Fourth Quarter Results
Net sales for the fourth quarter of 2020 were $338 million, compared to net sales of $310 million in the prior year period. Value-Added Sales, a non-GAAP financial measure, were $202 million for the fourth quarter of 2020 compared to $173 million in the prior year period. Value-Added Sales Adjusted for Foreign Exchange, a non-GAAP financial measure, increased 12%, or 11% above market, which was driven by the ongoing portfolio shift to larger diameter wheels with more premium content. See “Non-GAAP Financial Measures” below and the reconciliation of consolidated net sales to Value-Added Sales and Value-Added Sales Adjusted for Foreign Exchange in this press release.
Gross profit for the fourth quarter of 2020 was $33 million, compared to $27 million in the prior year period. The increase in gross profit for the quarter was due to stronger product mix, which resulted in higher sales, and structural cost improvements, partially offset by operating costs associated with the virus of approximately $3 million.
Selling, general, and administrative (“SG&A”) expenses for the fourth quarter of 2020 were $16 million, compared to $17 million in the prior year period. The decrease in SG&A was driven by lower hiring and separation costs and other cost reduction initiatives.
Operating income for the fourth quarter of 2020 was $18 million, compared to a loss from operations of $92 million in the prior year period. The increase in operating income for the quarter was driven by the goodwill and indefinite-lived intangible asset impairment incurred in the prior year period totaling $102 million, as well as higher gross profit and lower SG&A expenses in the fourth quarter of 2020 as discussed above.
The income tax provision for the fourth quarter of 2020 was $26 million on pre-tax income of $5 million. The tax provision for the quarter was primarily driven by a valuation allowance recorded against deferred tax assets in the U.S. This non-cash charge does not affect our ability to use these deferred tax assets to offset taxable income in future periods.

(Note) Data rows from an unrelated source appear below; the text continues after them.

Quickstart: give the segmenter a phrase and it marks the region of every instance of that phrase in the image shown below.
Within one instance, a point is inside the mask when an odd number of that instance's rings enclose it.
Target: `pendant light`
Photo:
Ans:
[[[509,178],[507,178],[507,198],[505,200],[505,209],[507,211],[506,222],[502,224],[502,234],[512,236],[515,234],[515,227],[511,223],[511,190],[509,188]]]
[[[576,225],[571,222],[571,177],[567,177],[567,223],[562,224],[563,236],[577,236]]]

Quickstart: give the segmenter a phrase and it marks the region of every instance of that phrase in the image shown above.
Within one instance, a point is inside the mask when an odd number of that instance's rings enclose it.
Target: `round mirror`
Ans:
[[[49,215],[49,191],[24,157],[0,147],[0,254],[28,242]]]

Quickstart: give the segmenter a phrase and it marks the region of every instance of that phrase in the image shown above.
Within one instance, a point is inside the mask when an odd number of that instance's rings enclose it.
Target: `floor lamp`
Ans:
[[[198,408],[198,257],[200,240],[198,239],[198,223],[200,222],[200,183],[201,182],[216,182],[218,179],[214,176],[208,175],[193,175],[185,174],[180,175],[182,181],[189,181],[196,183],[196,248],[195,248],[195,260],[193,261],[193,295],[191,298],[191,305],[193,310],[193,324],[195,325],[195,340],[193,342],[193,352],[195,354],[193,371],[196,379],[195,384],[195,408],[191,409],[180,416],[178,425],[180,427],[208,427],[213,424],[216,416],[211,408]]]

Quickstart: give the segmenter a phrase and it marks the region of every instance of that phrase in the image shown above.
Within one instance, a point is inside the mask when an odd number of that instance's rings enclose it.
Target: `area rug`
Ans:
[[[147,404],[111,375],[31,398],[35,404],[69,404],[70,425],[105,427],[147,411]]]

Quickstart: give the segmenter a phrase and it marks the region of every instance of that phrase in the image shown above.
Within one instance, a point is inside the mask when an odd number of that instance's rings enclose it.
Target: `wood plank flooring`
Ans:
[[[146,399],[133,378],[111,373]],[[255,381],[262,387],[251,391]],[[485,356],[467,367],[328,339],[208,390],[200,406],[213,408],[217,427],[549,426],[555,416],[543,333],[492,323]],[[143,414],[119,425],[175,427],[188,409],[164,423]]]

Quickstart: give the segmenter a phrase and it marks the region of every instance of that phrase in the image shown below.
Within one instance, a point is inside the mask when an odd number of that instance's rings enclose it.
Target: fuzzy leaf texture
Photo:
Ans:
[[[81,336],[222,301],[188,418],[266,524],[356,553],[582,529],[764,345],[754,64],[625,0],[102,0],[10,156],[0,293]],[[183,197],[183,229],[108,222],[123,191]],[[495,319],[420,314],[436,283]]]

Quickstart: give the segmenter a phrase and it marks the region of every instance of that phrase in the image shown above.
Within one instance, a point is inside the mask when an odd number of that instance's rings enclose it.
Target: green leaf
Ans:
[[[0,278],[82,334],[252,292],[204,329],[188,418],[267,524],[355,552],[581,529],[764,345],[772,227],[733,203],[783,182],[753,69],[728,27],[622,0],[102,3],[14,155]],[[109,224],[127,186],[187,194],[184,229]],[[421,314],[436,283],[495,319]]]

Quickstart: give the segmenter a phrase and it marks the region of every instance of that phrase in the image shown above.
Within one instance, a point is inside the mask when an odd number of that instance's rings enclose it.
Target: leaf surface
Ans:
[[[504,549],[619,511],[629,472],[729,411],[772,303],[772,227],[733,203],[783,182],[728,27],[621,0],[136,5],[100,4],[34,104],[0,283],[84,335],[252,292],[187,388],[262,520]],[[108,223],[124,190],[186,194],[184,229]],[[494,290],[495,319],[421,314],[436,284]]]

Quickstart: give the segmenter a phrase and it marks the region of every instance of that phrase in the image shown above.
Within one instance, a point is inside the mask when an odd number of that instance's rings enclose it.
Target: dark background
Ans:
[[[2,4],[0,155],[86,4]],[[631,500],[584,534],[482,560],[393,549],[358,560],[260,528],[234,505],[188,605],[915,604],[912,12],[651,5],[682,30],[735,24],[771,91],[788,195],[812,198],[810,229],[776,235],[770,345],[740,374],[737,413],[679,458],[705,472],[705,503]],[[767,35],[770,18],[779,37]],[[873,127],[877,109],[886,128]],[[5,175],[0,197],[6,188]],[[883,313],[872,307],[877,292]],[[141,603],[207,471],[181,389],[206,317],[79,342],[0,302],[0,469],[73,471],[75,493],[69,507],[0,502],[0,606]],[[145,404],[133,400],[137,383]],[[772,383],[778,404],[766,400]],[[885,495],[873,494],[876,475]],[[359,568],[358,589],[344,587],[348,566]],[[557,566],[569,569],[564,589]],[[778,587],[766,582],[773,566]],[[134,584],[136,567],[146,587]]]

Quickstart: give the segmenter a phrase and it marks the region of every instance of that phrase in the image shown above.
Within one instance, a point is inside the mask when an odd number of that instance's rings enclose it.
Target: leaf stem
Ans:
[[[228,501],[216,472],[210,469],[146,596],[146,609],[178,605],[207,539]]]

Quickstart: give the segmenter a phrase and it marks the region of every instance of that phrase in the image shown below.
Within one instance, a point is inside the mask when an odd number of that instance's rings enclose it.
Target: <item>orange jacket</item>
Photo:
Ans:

For the fourth quarter of 2020, the Company reported a net loss of $21 million, or a loss per diluted share of $1.16 including the impact of $0.19 per share loss from restructuring, change in fair value of preferred derivative, and net other items and the impact of $0.92 per share related to the valuation allowance on deferred tax assets as described above. This compares to a net loss of $99 million, or loss per diluted share of $4.25, in the fourth quarter of 2019. See “Impact of Acquisition, Restructuring, and Other Items on EPS” in this press release.
Adjusted EBITDA, a non-GAAP financial measure, was $47 million for the fourth quarter of 2020, or 23.2% of Value-Added Sales, which compares to $38 million, or 21.6% of Value-Added Sales, in the prior year period. The increase in Adjusted EBITDA was driven by stronger product mix, which resulted in higher sales, and structural cost improvements. See “Non-GAAP Financial Measures” below and the reconciliation of net income to Adjusted EBITDA in this press release.